SSO filter (centralized session retrieval using Redis and ticket):

public class SSOFilter implements Filter {
    private RedisTemplate redisTemplate;
    public static final String USER_INFO = "user";
    public SSOFilter(RedisTemplate redisTemplate) { this.redisTemplate = redisTemplate; }
    @Override
    public void doFilter(ServletRequest servletRequest, ServletResponse servletResponse, FilterChain filterChain) throws IOException, ServletException {
        HttpServletRequest request = (HttpServletRequest) servletRequest;
        HttpServletResponse response = (HttpServletResponse) servletResponse;
        Object userInfo = request.getSession().getAttribute(USER_INFO);
        String requestUrl = request.getServletPath();
        if (!"/toLogin".equals(requestUrl) && !requestUrl.startsWith("/login") && userInfo == null) {
            String ticket = request.getParameter("ticket");
            if (ticket != null) {
                userInfo = redisTemplate.opsForValue().get(ticket);
            }
            if (userInfo == null) {
                response.sendRedirect("http://127.0.0.1:8080/toLogin?url=" + request.getRequestURL());
                return;
            }
            request.getSession().setAttribute(USER_INFO, userInfo);
            redisTemplate.delete(ticket);
        }
        filterChain.doFilter(request, servletResponse);
    }
}

CAS vs OAuth2

CAS is a web‑SSO framework that authenticates users and issues tickets for resource access, focusing on client‑side security.
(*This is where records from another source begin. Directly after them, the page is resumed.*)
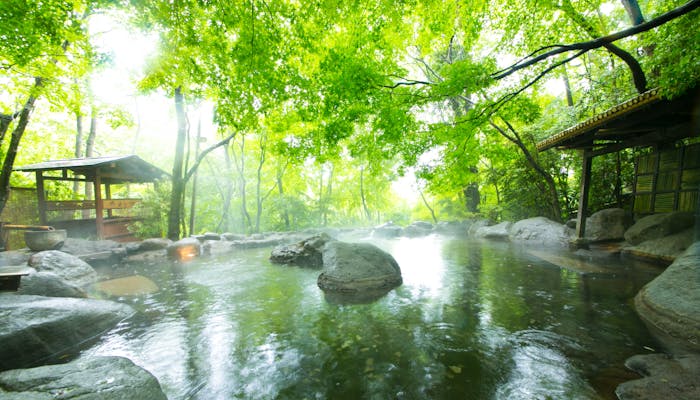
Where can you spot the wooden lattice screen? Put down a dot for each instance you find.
(667, 180)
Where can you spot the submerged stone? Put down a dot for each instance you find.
(354, 268)
(664, 377)
(67, 266)
(128, 286)
(306, 253)
(37, 329)
(608, 224)
(659, 225)
(670, 303)
(541, 231)
(104, 378)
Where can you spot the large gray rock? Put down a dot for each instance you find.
(306, 253)
(48, 284)
(497, 232)
(353, 268)
(418, 229)
(14, 257)
(663, 378)
(97, 378)
(606, 225)
(476, 225)
(664, 249)
(541, 231)
(387, 230)
(36, 329)
(457, 228)
(670, 304)
(83, 246)
(657, 226)
(152, 244)
(67, 266)
(185, 249)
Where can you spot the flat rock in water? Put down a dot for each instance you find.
(357, 267)
(128, 286)
(67, 266)
(306, 253)
(670, 304)
(659, 225)
(576, 265)
(664, 250)
(98, 378)
(540, 231)
(608, 224)
(48, 284)
(37, 329)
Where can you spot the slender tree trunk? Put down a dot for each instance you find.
(193, 203)
(425, 201)
(549, 180)
(258, 189)
(280, 189)
(368, 213)
(78, 146)
(5, 121)
(240, 167)
(224, 223)
(567, 87)
(16, 137)
(89, 151)
(634, 12)
(638, 77)
(177, 175)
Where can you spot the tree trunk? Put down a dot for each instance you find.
(549, 180)
(280, 189)
(240, 167)
(193, 203)
(567, 87)
(224, 223)
(368, 213)
(258, 189)
(432, 212)
(638, 77)
(5, 121)
(633, 11)
(78, 146)
(89, 150)
(11, 154)
(177, 177)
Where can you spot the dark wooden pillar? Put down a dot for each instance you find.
(41, 197)
(583, 200)
(99, 209)
(108, 196)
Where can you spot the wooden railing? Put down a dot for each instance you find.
(113, 204)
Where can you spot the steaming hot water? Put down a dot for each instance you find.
(473, 320)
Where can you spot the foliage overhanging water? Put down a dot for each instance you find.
(474, 320)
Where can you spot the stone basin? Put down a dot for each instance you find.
(45, 240)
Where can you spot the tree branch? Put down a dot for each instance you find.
(204, 153)
(599, 42)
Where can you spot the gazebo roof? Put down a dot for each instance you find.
(644, 120)
(114, 169)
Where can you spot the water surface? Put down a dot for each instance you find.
(473, 320)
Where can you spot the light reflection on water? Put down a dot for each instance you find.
(472, 320)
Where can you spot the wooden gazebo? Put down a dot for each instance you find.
(111, 216)
(665, 180)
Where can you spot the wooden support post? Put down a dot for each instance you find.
(108, 196)
(41, 197)
(583, 200)
(99, 209)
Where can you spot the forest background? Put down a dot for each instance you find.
(283, 115)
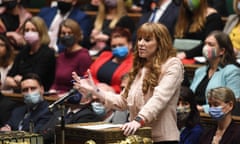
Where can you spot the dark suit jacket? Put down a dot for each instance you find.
(84, 115)
(39, 116)
(48, 14)
(231, 135)
(168, 18)
(6, 107)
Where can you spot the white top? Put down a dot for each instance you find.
(53, 29)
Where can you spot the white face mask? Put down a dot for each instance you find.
(98, 108)
(31, 37)
(209, 52)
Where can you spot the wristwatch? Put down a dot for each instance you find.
(140, 120)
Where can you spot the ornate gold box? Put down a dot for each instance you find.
(74, 134)
(20, 137)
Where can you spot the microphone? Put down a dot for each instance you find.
(62, 99)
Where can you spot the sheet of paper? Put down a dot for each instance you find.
(100, 126)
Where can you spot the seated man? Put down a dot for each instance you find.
(79, 111)
(34, 114)
(53, 16)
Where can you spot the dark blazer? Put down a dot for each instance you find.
(168, 18)
(6, 107)
(84, 115)
(39, 116)
(42, 63)
(48, 14)
(231, 135)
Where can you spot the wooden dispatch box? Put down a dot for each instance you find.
(76, 135)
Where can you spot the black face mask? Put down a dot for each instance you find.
(10, 4)
(67, 40)
(64, 7)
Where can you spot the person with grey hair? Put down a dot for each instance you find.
(222, 102)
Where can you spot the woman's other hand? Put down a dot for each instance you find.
(130, 128)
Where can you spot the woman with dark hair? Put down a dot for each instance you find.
(222, 102)
(73, 57)
(188, 117)
(110, 66)
(195, 21)
(7, 56)
(222, 68)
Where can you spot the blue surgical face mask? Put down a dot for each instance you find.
(193, 4)
(216, 113)
(67, 40)
(98, 108)
(209, 52)
(75, 99)
(32, 98)
(183, 112)
(120, 52)
(238, 6)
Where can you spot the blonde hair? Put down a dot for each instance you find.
(235, 3)
(41, 28)
(75, 28)
(101, 15)
(191, 23)
(164, 51)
OAuth2 is an authorization protocol that allows third‑party applications to access a resource owner’s data without exposing credentials, focusing on server‑side resource protection.

Conclusion

The article provides a complete walkthrough of why traditional session mechanisms fail in distributed systems, how to share sessions via replication or centralized storage, and how to implement a CAS‑based SSO solution with Java, Spring MVC, and Redis. It also clarifies the distinction between CAS and OAuth2 for authentication versus authorization.